House debates

Wednesday, 3 September 2025

Matters of Public Importance

Taxation

3:25 pm

Photo of Allegra SpenderAllegra Spender (Wentworth, Independent) Share this | Hansard source

I commend the member for Curtin for putting forward this really important MPI; for her advocacy in the previous parliament, and this parliament, on the need to make sure our system works for every generation; and for her bravery in speaking up on tax. I'm also very proud to have spoken up on tax and to have then delivered a tax green paper last term, because tax has been the missing element of so many of the issues facing younger generations, and we need the major parties to step up and get real and courageous about the changes that need to be made.

It was great to see the Treasurer, out of the Economic Reform Roundtable, acknowledge that the tax system is at the heart of intergenerational inequity as well as absolutely critical to productivity. Now that he has made that admission, it is time for the parliament to get behind this in terms of driving real change, and I urge the opposition to engage constructively in this discussion. That's certainly what I expect will happen from the crossbench, because the crossbench has been driving this debate from the start. This is because tax matters, and, frankly, the future of every generation, including those young people in our country right now, really matters, and they're struggling. Right now, only eight per cent of Australians think that the next generation will have a better standard of living than their parents. This is something you hear every single day on the street. This is really rooted, I think, in three key problems.

Firstly, we have flatlining productivity. Wages won't grow and generations won't be more prosperous unless we can get that productivity moving, and tax matters to productivity.

Secondly, we have a tax system that is unfairly weighted towards being dependent on younger working Australians while their wealth is going backwards compared to different generations. The income tax system is not working for driving incentives and driving businesses, nor is it working for making sure that young generations can get ahead.

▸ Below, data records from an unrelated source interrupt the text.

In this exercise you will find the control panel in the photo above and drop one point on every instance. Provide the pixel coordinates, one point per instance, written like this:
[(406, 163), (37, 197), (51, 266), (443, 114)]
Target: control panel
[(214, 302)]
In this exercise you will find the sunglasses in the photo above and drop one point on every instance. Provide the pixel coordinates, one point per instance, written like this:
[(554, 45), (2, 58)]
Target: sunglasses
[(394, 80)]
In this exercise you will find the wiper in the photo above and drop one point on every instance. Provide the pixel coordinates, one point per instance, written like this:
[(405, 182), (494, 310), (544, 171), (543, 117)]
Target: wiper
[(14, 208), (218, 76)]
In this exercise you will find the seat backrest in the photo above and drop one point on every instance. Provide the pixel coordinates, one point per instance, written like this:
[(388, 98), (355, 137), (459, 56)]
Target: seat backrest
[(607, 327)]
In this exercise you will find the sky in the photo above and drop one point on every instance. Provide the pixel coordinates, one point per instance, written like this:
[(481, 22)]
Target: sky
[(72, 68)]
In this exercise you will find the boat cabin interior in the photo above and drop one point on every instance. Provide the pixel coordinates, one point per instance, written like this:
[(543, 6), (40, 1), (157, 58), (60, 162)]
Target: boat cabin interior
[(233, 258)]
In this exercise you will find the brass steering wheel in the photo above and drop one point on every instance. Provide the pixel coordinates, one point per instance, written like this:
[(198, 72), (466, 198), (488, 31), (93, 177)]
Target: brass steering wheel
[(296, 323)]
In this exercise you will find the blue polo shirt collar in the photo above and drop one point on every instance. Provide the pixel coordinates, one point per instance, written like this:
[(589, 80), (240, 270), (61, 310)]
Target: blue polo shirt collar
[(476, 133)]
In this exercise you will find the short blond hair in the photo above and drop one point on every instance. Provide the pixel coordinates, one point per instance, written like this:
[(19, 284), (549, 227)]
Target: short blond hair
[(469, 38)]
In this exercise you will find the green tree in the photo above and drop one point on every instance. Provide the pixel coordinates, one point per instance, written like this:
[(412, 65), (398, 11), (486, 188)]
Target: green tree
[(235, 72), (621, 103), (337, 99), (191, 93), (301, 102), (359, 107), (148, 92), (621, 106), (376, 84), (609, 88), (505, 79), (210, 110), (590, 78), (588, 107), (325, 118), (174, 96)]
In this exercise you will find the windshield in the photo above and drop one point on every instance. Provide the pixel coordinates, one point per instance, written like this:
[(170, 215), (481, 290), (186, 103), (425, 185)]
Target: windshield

Finally, we have a tax system, and an overall system, which is not driving climate action. This gets to the heart of intergenerational inequity. Who's going to be paying the bills for climate adaptation and change? It is the current younger generations and future generations. If we don't take action now, it is a problem, and we know that the tax system can help drive this.

Finally, a piece which is outside tax but is absolutely relevant is fiscal discipline because, if we lade our current generations with debt, we know that they have to pay it off in the future. So this goes to spending as well as tax, in terms of restraint in spending, but I do want to spend the rest of the time really focused on tax because it's absolutely critical.

Firstly, we need a tax system that drives business investment. We are seeing business investment at record lows, and the incentives for business investment are not there. We know that the tax system, in terms of its high headline rate, is not working, and its complexity is also actually stopping investment at the level that we need to see from both international and domestic companies. This has got to be a key focus for tax reform for the government. This is where I'm urging them to focus.

Secondly, I particularly wanted to focus on our income tax system, because we have a tax system that's just not working for every generation. We have a tax system which—I think quite unintentionally—has led to a situation where, in the last 10 years or so, the wealth of households over the age of 65 has grown by around 50 per cent, while the wealth of households under the age of 30 has pretty much flatlined. We have a tax system that is decreasingly relying on older Australians, despite the fact that we know that we are ageing as a population. In the 1990s, around 30 per cent of people over the age of 65 paid income tax. Now, it's only 17 per cent. When we know that our population is rapidly ageing, we've got to know that that is not going to work. We know that our young people are struggling to achieve the same milestones their parents did. They have a 20 per cent lower chance of owning their own home when they're 30 to 34 than previous generations, and this is particularly affecting less wealthy younger Australians.

The tax system is really at the heart of this because, currently, the only way that we are ever going to get back to a budget surplus is through indexation, which is an income tax on younger working people. So the only way we're planning to fix our fiscal deficit will actually have more impact on younger working Australians. These numbers do not add up, and this is why serious tax reform is needed.

The member for Curtin has been advocating on GST, and I think it is absolutely essential that we do consider the breadth of taxes, not just a narrow cast, which some in this House want to do, because, if we are going to fix this tax system to drive productivity, to drive fairer outcomes for younger Australians and to drive climate action, we're going to have to look at the breadth not the narrow.